World Book Encyclopedia

World Book Day brings out bibliophiles

The phrase World Book Day is trending on social media, and bibliophiles are not hesitating to advise people to go read a book. In an age where so many read only on digital devices, it’s nice to see those old fashioned reading devices get a nod. Ironically the date for the celebration in 2018 is also the birthday and death date for one of the world’s most influential writers. 

Speaking of influence, if I had to praise a particular book, I’d praise a book that was originally self-published before going on to become one of the major influencers of how we construct our thoughts on paper in English. William Strunk, Jr., published his book The Elements of Style in 1919, possibly to make the lives of his students at Cornell University a little easier. None other than E. B. White studied under Strunk, and White went on to edit the editions published by a big house. Just about anyone taking an English course at a US college will encounter The Elements of Style at some point.

On the cesspool otherwise known as Twitter, many people posted titles of books they’re reading, and some asked others to list their current reading selections.

I didn’t post anything there, but I will say I just finished Steve Berry’s The Bishop’s Pawn. Berry bases his books on motifs in history; this book focuses on the era of civil rights in the US and the life and death of Rev. Martin Luther King. It’s a solid book, but I didn’t get caught up in it the way I have some of Berry’s other books. I had problems with a major conclusion he came to regarding King’s death. One thing I like about Berry is that he always includes notes at the end of the book to point out what historic events are real and those that are fictionalized.

I’m also reading The Myth of the Andalusian Paradise. It’s an amazing work by Dario Fernandez-Morera, but it is slow going. The author is very thorough in his documentation, and it’s a scholarly work. It hasn’t drawn a lot of attention in what we call our popular culture because it isn’t an easy read and the research may make people uncomfortable. Americans are probably among the most illiterate in the world when it comes to world history, and this book is a great start to understanding the context of world events before the US was even founded. I highly recommend you read it.

Another book I’m making my way through is Secret Empires (Peter Schweizer). The book is an expose´ on corruption in Washington. Members of both major political parties are complicit. You may be shocked by the depth of this corruption and by the fact many in media on both sides of the aisle have refused to cover the astounding arrogance of the political class in using power for personal profit.

I also read a lot of poetry. Of late, I’ve revisited poems by Kim Addonizio, James Dickey, Mary Oliver, and many others. Via Facebook I discovered poet Tom Hunley and reconnected with Jennifer Reeser. These are but a few of the poets I enjoy—there are many others like Rod Borisade who haven’t yet published a book of their poems.

As I scrolled through social media comments about World Book Day, I thought about one of the most influential writers of all time. April 23 is the date we mark for William Shakespeare’s birth and death. It’s also the birthdate of a dear friend of mine who has passed on.

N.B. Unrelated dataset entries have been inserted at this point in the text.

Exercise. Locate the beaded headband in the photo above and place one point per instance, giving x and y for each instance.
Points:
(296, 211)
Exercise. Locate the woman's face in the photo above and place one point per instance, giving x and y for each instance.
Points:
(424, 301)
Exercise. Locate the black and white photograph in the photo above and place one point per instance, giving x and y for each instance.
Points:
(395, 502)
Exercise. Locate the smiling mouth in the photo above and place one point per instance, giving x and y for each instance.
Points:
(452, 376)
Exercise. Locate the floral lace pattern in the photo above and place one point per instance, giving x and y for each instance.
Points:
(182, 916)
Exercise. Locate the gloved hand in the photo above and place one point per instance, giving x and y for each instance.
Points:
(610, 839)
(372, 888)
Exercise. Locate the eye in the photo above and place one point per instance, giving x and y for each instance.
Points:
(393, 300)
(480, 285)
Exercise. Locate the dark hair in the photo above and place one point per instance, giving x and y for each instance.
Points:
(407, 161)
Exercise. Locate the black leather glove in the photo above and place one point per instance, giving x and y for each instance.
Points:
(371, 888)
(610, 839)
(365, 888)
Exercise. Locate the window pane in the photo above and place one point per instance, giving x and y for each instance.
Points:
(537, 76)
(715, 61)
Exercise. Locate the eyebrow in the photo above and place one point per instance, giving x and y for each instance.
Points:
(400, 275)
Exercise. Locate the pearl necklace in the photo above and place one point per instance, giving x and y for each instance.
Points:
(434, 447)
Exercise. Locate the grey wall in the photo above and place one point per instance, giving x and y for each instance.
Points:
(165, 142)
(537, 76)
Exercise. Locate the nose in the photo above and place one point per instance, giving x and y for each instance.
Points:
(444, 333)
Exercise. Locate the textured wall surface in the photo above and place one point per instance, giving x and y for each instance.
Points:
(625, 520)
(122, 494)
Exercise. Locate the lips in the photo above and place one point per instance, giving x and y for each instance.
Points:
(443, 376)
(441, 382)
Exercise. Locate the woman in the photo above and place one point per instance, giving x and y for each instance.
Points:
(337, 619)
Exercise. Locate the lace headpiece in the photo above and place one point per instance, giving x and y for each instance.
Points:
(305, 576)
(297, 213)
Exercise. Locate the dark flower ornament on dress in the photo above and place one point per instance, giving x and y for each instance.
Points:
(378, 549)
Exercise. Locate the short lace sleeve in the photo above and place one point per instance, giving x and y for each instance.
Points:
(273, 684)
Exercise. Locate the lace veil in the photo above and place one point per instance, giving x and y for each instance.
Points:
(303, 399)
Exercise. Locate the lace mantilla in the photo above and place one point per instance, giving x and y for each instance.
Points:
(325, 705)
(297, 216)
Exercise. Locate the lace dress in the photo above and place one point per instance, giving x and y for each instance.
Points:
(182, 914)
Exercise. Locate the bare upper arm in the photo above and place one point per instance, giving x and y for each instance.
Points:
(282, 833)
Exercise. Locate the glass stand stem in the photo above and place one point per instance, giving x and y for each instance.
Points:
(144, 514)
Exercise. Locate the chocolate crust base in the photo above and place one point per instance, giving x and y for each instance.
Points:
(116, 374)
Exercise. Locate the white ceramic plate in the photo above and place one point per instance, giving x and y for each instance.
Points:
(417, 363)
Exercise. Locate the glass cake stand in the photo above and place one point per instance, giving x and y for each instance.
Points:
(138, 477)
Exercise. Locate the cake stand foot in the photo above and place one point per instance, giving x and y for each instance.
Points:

He wasn’t a writer, but we used to joke about his sharing a birth date with The Bard.

Recently when I was doing some spring cleaning, I was boxing up books to donate to charity and culling out books I wanted to keep. I realized that so many of the books I cherish were written years (some even a century) ago. My husband told me I needed to do something about my book addiction.

I told him I can’t. Every day is World Book Day for me. A book was one of the first things my mother put into our hands. I still have a number of books from my childhood, among them a set of leather bound World Book Encyclopedias. My mother worked a blue collar job, saving her money to buy us those books. She did many things right for her children. That was one of the most important.

What are you reading?

(Kay B. Day/April 23, 2018)

 

One comment

  1. Consider the “Dear Poet project on the Academy of American Poets website. There are videos of poets reading their poems. Students listen and then you discuss the poems. They then write to one of the poets. Some letters are answered or posted on their website. My 5th and 6th grade Gifted kids love it but it”s for grades 5-12.
    [Link to third party site unrelated to the arts deleted by editor.]